Over the last several months, the media has been filled with reports of economists calling for imminent recession. And week after week, I’ve been showing you data on why that is highly unlikely.
The latest data to support our bullish posture is the September jobs report. Nonfarm payrolls increased by 254k, far above the 150k that was expected. While we’ve seen several strong jobs numbers be revised downward months later, there were a few other positive developments in the report.
The unemployment rate came down slightly, and wages were up 4% year-over-year, above the rate of inflation, and the employment numbers from July and August were revised upward by 72k.
Geopolitics remains a concern (more on that below), but I continue to believe any upcoming volatility would represent a buying opportunity for investors.

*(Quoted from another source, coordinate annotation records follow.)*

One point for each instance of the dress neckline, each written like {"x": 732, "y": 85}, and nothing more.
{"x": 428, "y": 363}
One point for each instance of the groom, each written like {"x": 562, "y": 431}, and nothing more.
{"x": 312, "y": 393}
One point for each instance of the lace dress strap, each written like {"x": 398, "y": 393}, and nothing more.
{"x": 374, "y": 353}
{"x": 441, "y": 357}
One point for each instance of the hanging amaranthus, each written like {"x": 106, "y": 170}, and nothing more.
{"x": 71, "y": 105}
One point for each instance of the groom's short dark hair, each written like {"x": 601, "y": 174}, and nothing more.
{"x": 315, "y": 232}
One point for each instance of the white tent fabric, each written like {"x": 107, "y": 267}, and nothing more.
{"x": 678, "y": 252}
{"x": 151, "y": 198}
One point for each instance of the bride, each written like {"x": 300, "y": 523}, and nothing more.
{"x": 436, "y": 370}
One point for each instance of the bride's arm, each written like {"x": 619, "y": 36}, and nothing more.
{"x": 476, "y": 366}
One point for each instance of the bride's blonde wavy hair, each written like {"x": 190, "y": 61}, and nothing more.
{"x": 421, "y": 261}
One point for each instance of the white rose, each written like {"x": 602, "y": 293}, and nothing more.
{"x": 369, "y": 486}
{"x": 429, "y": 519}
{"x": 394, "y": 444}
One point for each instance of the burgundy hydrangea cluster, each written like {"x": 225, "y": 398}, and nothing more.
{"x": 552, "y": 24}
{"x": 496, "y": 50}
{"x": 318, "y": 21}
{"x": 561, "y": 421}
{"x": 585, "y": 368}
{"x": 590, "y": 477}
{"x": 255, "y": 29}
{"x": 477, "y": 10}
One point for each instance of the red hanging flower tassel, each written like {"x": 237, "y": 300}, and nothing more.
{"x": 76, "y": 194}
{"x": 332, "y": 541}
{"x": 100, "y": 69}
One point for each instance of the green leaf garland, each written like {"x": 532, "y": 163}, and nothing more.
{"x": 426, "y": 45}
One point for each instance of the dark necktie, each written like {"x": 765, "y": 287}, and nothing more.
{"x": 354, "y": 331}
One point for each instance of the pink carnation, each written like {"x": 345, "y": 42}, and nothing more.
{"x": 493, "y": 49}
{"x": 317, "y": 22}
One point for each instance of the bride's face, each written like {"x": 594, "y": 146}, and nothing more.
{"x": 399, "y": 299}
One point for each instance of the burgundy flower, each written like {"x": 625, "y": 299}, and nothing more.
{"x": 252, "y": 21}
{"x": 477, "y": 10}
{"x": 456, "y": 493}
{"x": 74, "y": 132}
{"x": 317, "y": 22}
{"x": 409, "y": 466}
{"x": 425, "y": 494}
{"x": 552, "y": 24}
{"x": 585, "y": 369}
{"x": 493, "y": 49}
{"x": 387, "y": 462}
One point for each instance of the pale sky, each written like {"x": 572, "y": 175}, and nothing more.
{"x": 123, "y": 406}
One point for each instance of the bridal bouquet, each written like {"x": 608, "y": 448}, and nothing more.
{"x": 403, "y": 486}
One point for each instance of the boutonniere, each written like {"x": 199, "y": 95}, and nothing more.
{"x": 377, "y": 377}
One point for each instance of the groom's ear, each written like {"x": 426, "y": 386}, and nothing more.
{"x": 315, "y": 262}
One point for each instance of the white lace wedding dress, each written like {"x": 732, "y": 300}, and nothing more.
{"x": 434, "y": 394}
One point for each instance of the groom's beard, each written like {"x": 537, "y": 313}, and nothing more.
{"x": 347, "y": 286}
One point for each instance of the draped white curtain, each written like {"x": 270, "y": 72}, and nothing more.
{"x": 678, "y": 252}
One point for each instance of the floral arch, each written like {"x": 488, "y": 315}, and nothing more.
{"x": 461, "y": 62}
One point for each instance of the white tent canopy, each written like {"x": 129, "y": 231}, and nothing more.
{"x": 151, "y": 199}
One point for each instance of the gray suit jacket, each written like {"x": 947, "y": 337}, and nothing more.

Because the fact is, the labor market and the economy are highly correlated. You cannot have a strong labor market with a weak economy, and vice versa.

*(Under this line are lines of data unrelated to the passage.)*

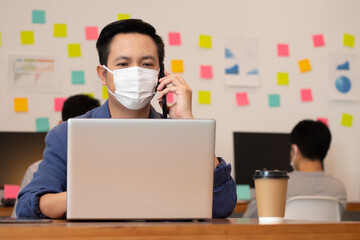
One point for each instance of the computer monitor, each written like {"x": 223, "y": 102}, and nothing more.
{"x": 18, "y": 150}
{"x": 256, "y": 151}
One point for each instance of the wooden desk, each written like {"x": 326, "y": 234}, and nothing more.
{"x": 235, "y": 228}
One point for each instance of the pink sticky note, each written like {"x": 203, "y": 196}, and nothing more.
{"x": 242, "y": 99}
{"x": 58, "y": 104}
{"x": 283, "y": 50}
{"x": 11, "y": 191}
{"x": 318, "y": 40}
{"x": 205, "y": 71}
{"x": 174, "y": 38}
{"x": 91, "y": 33}
{"x": 306, "y": 95}
{"x": 170, "y": 97}
{"x": 323, "y": 120}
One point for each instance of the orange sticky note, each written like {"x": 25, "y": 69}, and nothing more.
{"x": 177, "y": 66}
{"x": 74, "y": 50}
{"x": 20, "y": 105}
{"x": 304, "y": 65}
{"x": 206, "y": 71}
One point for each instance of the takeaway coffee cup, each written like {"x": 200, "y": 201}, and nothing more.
{"x": 271, "y": 187}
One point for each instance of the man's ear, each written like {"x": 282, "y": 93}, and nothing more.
{"x": 101, "y": 71}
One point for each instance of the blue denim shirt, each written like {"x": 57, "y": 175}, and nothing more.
{"x": 51, "y": 174}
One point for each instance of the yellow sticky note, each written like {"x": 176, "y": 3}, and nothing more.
{"x": 205, "y": 41}
{"x": 304, "y": 65}
{"x": 283, "y": 78}
{"x": 105, "y": 93}
{"x": 177, "y": 66}
{"x": 74, "y": 50}
{"x": 27, "y": 37}
{"x": 60, "y": 30}
{"x": 122, "y": 16}
{"x": 204, "y": 97}
{"x": 349, "y": 40}
{"x": 20, "y": 105}
{"x": 346, "y": 120}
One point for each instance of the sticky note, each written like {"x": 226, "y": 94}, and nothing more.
{"x": 91, "y": 33}
{"x": 206, "y": 71}
{"x": 11, "y": 191}
{"x": 58, "y": 104}
{"x": 74, "y": 50}
{"x": 318, "y": 40}
{"x": 38, "y": 16}
{"x": 204, "y": 97}
{"x": 77, "y": 77}
{"x": 20, "y": 105}
{"x": 274, "y": 100}
{"x": 323, "y": 120}
{"x": 122, "y": 16}
{"x": 60, "y": 30}
{"x": 205, "y": 41}
{"x": 283, "y": 78}
{"x": 27, "y": 37}
{"x": 304, "y": 65}
{"x": 283, "y": 50}
{"x": 42, "y": 124}
{"x": 306, "y": 95}
{"x": 243, "y": 192}
{"x": 177, "y": 66}
{"x": 170, "y": 97}
{"x": 174, "y": 38}
{"x": 242, "y": 99}
{"x": 347, "y": 120}
{"x": 105, "y": 93}
{"x": 349, "y": 40}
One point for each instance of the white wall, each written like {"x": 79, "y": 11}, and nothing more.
{"x": 271, "y": 21}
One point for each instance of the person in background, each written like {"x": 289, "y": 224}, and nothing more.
{"x": 74, "y": 106}
{"x": 131, "y": 56}
{"x": 310, "y": 142}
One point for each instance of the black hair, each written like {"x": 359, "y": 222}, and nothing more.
{"x": 128, "y": 26}
{"x": 312, "y": 138}
{"x": 78, "y": 105}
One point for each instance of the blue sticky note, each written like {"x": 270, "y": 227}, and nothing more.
{"x": 38, "y": 16}
{"x": 77, "y": 77}
{"x": 243, "y": 192}
{"x": 42, "y": 124}
{"x": 274, "y": 100}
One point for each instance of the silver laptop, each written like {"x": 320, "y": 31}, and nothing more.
{"x": 140, "y": 169}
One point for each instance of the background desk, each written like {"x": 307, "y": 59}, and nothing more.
{"x": 233, "y": 228}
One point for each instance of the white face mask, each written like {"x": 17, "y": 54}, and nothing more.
{"x": 134, "y": 86}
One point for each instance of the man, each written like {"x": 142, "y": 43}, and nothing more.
{"x": 131, "y": 57}
{"x": 310, "y": 142}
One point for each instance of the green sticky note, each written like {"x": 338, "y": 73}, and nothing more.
{"x": 38, "y": 16}
{"x": 42, "y": 124}
{"x": 77, "y": 77}
{"x": 27, "y": 37}
{"x": 274, "y": 100}
{"x": 60, "y": 30}
{"x": 204, "y": 97}
{"x": 105, "y": 93}
{"x": 74, "y": 50}
{"x": 346, "y": 120}
{"x": 349, "y": 40}
{"x": 283, "y": 78}
{"x": 205, "y": 41}
{"x": 243, "y": 192}
{"x": 122, "y": 16}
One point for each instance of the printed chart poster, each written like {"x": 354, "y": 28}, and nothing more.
{"x": 34, "y": 73}
{"x": 344, "y": 76}
{"x": 242, "y": 62}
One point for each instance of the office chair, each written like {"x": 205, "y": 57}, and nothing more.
{"x": 313, "y": 208}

Here’s my takeaways from the week.
Geopolitics remains a headwind
Geopolitics is taking center stage once again as tension in the Middle East flares up.
But the real question when it comes to assessing the war’s impact on markets is whether or not the conflict will lead to economic fragmentation.

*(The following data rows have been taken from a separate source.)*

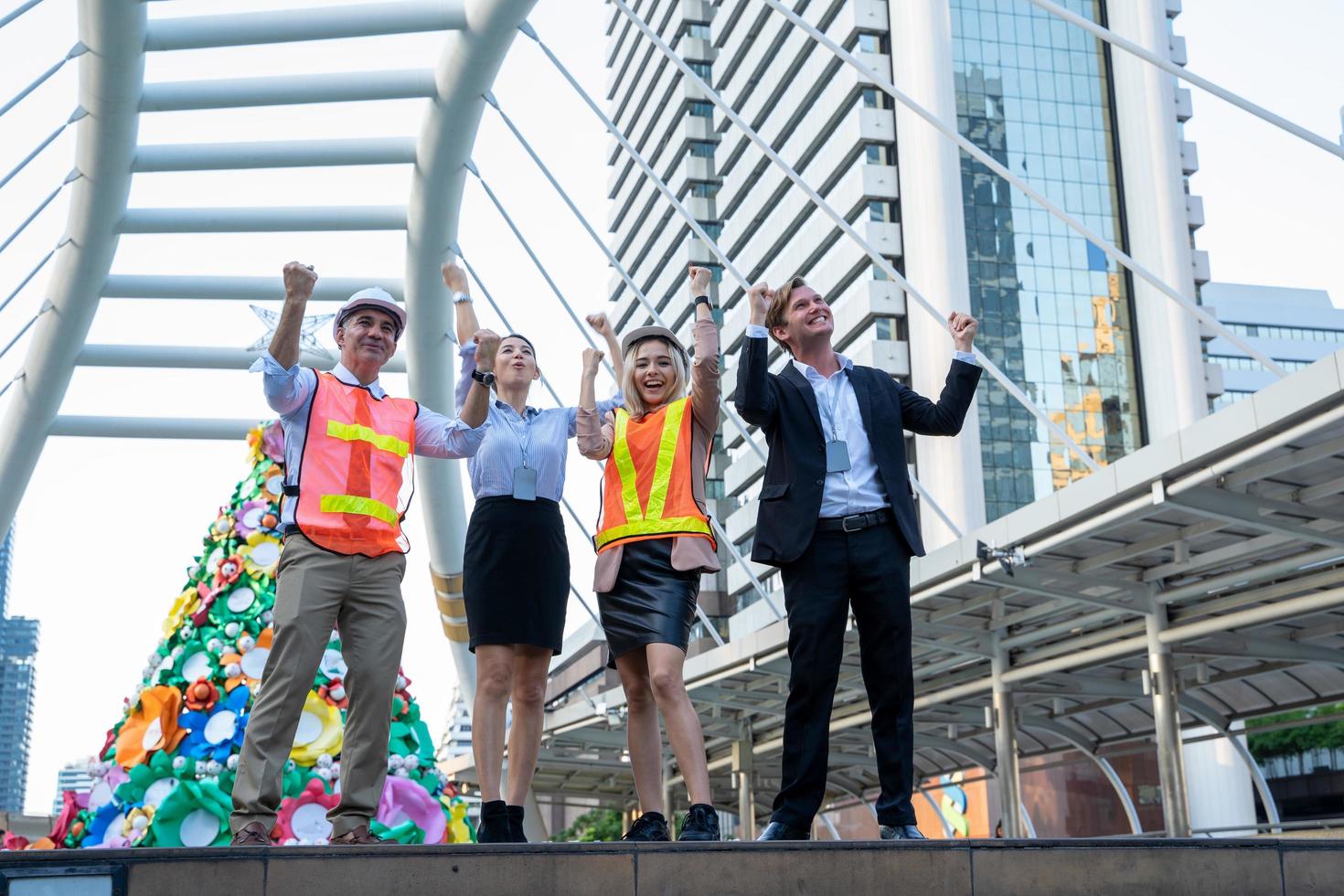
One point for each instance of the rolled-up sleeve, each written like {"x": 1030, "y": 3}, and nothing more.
{"x": 464, "y": 380}
{"x": 437, "y": 435}
{"x": 288, "y": 389}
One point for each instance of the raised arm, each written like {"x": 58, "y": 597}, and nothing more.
{"x": 463, "y": 309}
{"x": 754, "y": 397}
{"x": 299, "y": 288}
{"x": 603, "y": 328}
{"x": 593, "y": 437}
{"x": 705, "y": 368}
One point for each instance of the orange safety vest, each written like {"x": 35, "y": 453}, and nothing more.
{"x": 646, "y": 484}
{"x": 349, "y": 473}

According to Factset, the economic and military conflicts the world experienced over the last decade had very disproportionate impacts on global equities.
Events characterized by economic fragmentation, such as Brexit and sanctions on Russia, had a 7X bigger impact on equities than military conflicts did, with significantly more volatility.
This is because trade barriers and sanctions are longer-term in nature, and impact all sectors of the economy.
So the biggest risk to the global economy from war in the Middle East is if this conflict results in the extended closure of trade routes in the Red Sea and Persian Gulf. That would have huge global implications. For now, the conflict’s impact on global equities will be limited.
AI is not a bubble…
At least not yet. This great comparison from Visual Capitalist ranks the Mag 7 against the equivalent market leaders of the dot com tech bubble. The Mag 7 are trading at less than half the valuation and have nearly double the profit margins than the tech bubble leaders did.
In other words, this bull market is backed up by improving fundamentals, something I’ve been saying for the last year. Bubble status would require significantly higher valuations than what we’re seeing now.
There’s no chance AI spending slows down, as no one wants to get left out. But at a certain point the rush to adopt this technology will need to start delivering more consistent ROI. So that’s something I’ll be watching for very closely. Because more hype without profits to back it up could very well lead us to bubble territory.

Impact of easing cycles on global equities
The benefits of central bank easing cycles are obvious, so I’m not going to get into the details here. What’s important is that two-thirds of the world’s central banks are now easing financial conditions.
Historically when more than half the central banks are easing, global equities averaged gains of 8.47% per year.

Investor enthusiasm remains low
Despite both improving fundamentals and easing financial conditions, investor enthusiasm remains relatively low.
I’ve said it before and I’ll say it again: this is one of the most hated bull markets in recent memory. And it’s good news for the bulls, as markets almost never top on pessimism.

Small cap election year seasonality
Let’s now take a look at seasonality for the companies we focus on. The pullback we’ve seen in the Russell 2000 since mid-September is normal for an election year.
Remember, small caps are far more sensitive to domestic policy than large caps, so it’s natural for uncertainty around an election to depress stock prices. But once that uncertainty is removed, the outlook for small caps becomes much more favorable.
I don’t know about you, but I’ll be using this pullback as an opportunity to find companies that can deliver on their commitments regardless of the outcome on November 5th.

Stock Ratings
Every month we highlight some of the top small company stocks outperforming the market. We update buy/sell ratings on previously profiled companies weekly. See the How-To Guide for a complete summary of buy/sell criteria, portfolio management rules, and terms of service.
I changed the rating on HRTG to Hold. The stock has been under pressure for a month, after rallying strongly in August. Price support is closer to $11, and I’d like to see the stock stabilize a bit before changing it back to Buy.